Runtime error: loss.backward() with autograd Variable

Hi, I’m trying to call backward() on a Variable as part of training an RNN, and I’m getting this error message:

RuntimeError: Trying to backward through the graph a second time, but the buffers have already been freed. Specify retain_graph=True when calling backward the first time.

Here is the code I’m running:

#
import tqdm as tqdmx
from tqdm import tqdm_notebook as tqdm

def train_rnn_model(network, criterion, optimizer, trainLoader, valLoader, n_epochs = 10, use_gpu = False):
    if use_gpu:
        network = network.cuda()
        criterion = criterion.cuda()
    
    # Training loop.
    for epoch in range(0, n_epochs):
        correct = 0.0
        cum_loss = 0.0
        counter = 0
        
        
        # Make a pass over the training data.
        t = tqdm(trainLoader, desc = 'Training epoch %d' % epoch)
        #initialize hidden state
        index, (imgIds, paddedSeqs, seqLengths) = next(enumerate(t))
        hiddenState = Variable(torch.Tensor(1, paddedSeqs.size(1), 512).zero_(), requires_grad=True)

        
        network.train()  # This is important to call before training!
        for (i, (imgIds, paddedSeqs, seqLengths)) in enumerate(t):
            batch_size = paddedSeqs.size(1) #gets batch size
            batchSequenceLength = paddedSeqs.size(0) #gets length of longest sequence
                
            # Wrap inputs, and labels into torch.autograd.Variable types.
            tmpseqs = paddedSeqs.clone()
            inputs = Variable(tmpseqs) #just the initial input from the training data
            
            
            #read in target/labels to remove [START], and add [END]
            #change it via numpy first
            tmp = paddedSeqs.clone().numpy()
            tmp = np.delete(tmp, (0), axis=0)
            #5001 is start, 5002 is end. 
            newrow = np.array([5002] * batch_size)
            tmp = np.vstack([tmp, newrow])
            #convert back to tensor
            paddedSeqs = torch.from_numpy(tmp)
            #create label Variable for later
            labels = Variable(paddedSeqs)

            if use_gpu:
                inputs = inputs.cuda()
                hiddenState = hiddenState.cuda()
            # Forward pass:
            predictions, hiddenState = network(inputs, hiddenState)
            
            #before passing to loss
            # Collapse the batch and sequence-length dimensions in order to use nn.Linear.
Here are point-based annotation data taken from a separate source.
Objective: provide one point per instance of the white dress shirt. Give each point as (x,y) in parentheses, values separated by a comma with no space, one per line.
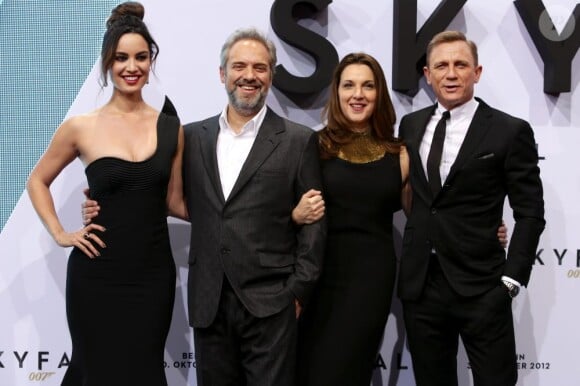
(455,131)
(233,148)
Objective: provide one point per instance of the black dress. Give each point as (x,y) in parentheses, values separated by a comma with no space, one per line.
(342,326)
(119,304)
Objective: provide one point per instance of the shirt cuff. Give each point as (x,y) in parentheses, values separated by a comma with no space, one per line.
(510,280)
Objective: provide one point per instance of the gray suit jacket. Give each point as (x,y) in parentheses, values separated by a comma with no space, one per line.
(250,237)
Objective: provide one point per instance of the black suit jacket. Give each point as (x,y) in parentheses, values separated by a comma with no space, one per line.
(498,158)
(250,237)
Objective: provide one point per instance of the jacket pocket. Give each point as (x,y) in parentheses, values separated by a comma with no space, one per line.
(276,260)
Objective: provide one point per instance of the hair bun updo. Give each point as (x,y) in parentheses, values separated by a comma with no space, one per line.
(125,11)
            predictions = predictions.view(batch_size * batchSequenceLength, -1)
            labels = labels.permute(1, 0)
            labels = ((labels.contiguous()).view(-1))
            
            if use_gpu:
                predictions = predictions.cuda()
                labels = labels.cuda()
            #print('preds', predictions)
            #print('labels', labels)
            loss = criterion(predictions, labels)

            # Backward pass:
            optimizer.zero_grad()
            # Loss is a variable, and calling backward on a Variable will
            # compute all the gradients that lead to that Variable taking on its
            # current value.
            loss.backward() 

            # Weight and bias updates.
            optimizer.step()
            # logging information.
            cum_loss += loss.data[0]
            max_scores, max_labels = predictions.data.max(1)
            correct += (max_labels == labels.data).sum()
            counter += (inputs.size(0) * inputs.size(1))
            t.set_postfix(loss = cum_loss / (1 + i), accuracy = 100* correct / counter)

vocabularySize = len(trainData.vocabulary['word2id'])
model = TextGeneratorModel(vocabularySize)
criterion = nn.CrossEntropyLoss()
optimizer = torch.optim.Adam(model.parameters(), lr = 0.0005)

# Train the previously defined model.
train_rnn_model(model, criterion, optimizer, trainLoader, valLoader, n_epochs = 10)



######

I have no idea why I’m getting that error message, but I’m guessing it has something to do with the hiddenState Variable. When I don’t reassign the hiddenState variable in the forward pass call (i.e.

predictions, _ = network (inputs, hiddenState)
)
it trains without an error. Obvious, it doesn’t update the hiddenState though…

I’m completely stumped. What am I missing?

Thanks!

This thread probably has answer to your question: [Solved] Training a simple RNN

Let me know if you need any other help :slight_smile: Have fun pytorching.